Нагловатый пьяненький подросток (надо полагать, сын или племянник хозяина) оглядел мутными глазенками замерших от изумления посетителей и, поддернув поводок, произвел губами омерзительный чмокающий звук, за который порядочная собака могла бы и глотку порвать. Но Джерри - повиновался. Задирая узкую длинную морду и преданно кося глазом на чмокнувшего, а может, напротив, старательно отворачиваясь, чтобы ненароком не увидеть лица коллег, он запрыгал, засеменил, подстраиваясь под неровный шаг нетрезвого оболтуса.
– Сидеть!
– скомандовал тот, когда оба оказались у стойки. Потом спросил кружку пива.
Все оцепенело смотрели на происходящее и прикидывали в смятении, какие же неслыханные сверхурочные сумел выговорить себе этот рыжий ублюдок за нынешний свой позор.
Бармен медлил, не зная, на что решиться. Действительно, ситуация складывалась непростая и, мягко выражаясь, диковатая. С одной стороны, в правилах нигде не записано, что в «Собачью радость» разрешается входить только в человеческом обличье, но это как бы подразумевалось само собой! Да и отставной бульдог Азорыч формально был прав, пропустив обоих в зал, поскольку на ошейнике Джерри болталась бляха, а поводок недвусмысленно указывал на то, что нагловатый тинэйджер пытается проникнуть в погребок отнюдь не самочинно, но в качестве протеже своего же собственного пса.

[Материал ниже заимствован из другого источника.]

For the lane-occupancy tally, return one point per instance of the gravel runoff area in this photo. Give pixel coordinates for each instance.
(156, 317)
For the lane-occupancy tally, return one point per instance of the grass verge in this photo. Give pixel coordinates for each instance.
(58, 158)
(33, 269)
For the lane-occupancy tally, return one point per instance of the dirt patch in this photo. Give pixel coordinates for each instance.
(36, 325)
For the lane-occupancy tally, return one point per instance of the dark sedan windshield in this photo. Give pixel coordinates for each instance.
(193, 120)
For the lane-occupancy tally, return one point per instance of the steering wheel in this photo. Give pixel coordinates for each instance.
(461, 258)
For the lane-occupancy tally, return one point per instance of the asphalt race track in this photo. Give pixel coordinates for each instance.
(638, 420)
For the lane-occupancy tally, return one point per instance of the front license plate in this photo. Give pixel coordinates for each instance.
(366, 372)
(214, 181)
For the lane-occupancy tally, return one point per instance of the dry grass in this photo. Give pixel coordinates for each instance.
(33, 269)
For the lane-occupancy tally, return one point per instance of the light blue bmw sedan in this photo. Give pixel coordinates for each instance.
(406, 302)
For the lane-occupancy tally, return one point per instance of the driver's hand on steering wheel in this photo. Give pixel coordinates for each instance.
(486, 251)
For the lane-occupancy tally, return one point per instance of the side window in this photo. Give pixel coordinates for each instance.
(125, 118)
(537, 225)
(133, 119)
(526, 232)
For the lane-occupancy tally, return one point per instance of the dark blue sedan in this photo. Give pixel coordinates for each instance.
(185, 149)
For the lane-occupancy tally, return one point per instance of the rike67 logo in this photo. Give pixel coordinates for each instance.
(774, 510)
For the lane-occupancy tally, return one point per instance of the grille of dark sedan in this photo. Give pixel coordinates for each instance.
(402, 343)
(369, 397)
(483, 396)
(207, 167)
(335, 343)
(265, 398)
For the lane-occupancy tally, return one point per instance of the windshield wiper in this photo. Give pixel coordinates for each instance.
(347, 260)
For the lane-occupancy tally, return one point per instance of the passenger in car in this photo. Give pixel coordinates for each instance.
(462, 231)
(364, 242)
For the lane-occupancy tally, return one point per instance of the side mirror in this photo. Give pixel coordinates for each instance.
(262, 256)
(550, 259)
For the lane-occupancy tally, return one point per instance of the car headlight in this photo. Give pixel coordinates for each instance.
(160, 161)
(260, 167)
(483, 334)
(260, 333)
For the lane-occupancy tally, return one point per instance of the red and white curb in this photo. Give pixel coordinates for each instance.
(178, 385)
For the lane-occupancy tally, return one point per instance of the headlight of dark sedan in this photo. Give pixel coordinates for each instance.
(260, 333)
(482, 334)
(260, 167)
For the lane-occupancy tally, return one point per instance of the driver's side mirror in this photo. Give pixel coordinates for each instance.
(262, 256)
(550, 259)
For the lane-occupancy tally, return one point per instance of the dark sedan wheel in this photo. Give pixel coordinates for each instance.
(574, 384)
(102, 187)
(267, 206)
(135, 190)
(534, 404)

Бармен взял бокал, поднес его к сияющему кранику и снова засомневался. Но тут на помощь ему пришел тот самый волосатый гигант, что несколько минут назад поздравлял Ратмира со статьей. Медленно приблизившись к стойке, он подобно утесу воздвигся перед ожидающим пива щенком. Протянул окутанную рыжеватой шерстью лапищу - и «Собачий вальс» оборвался.
– Собакам сюда… нельзя… - тяжко, будто камни ворочая, известил великан, непонятно, впрочем, кого имея в виду.
– Тут… люди… обедают…
Подросток смерил громаду дерзким взглядом, прыснул.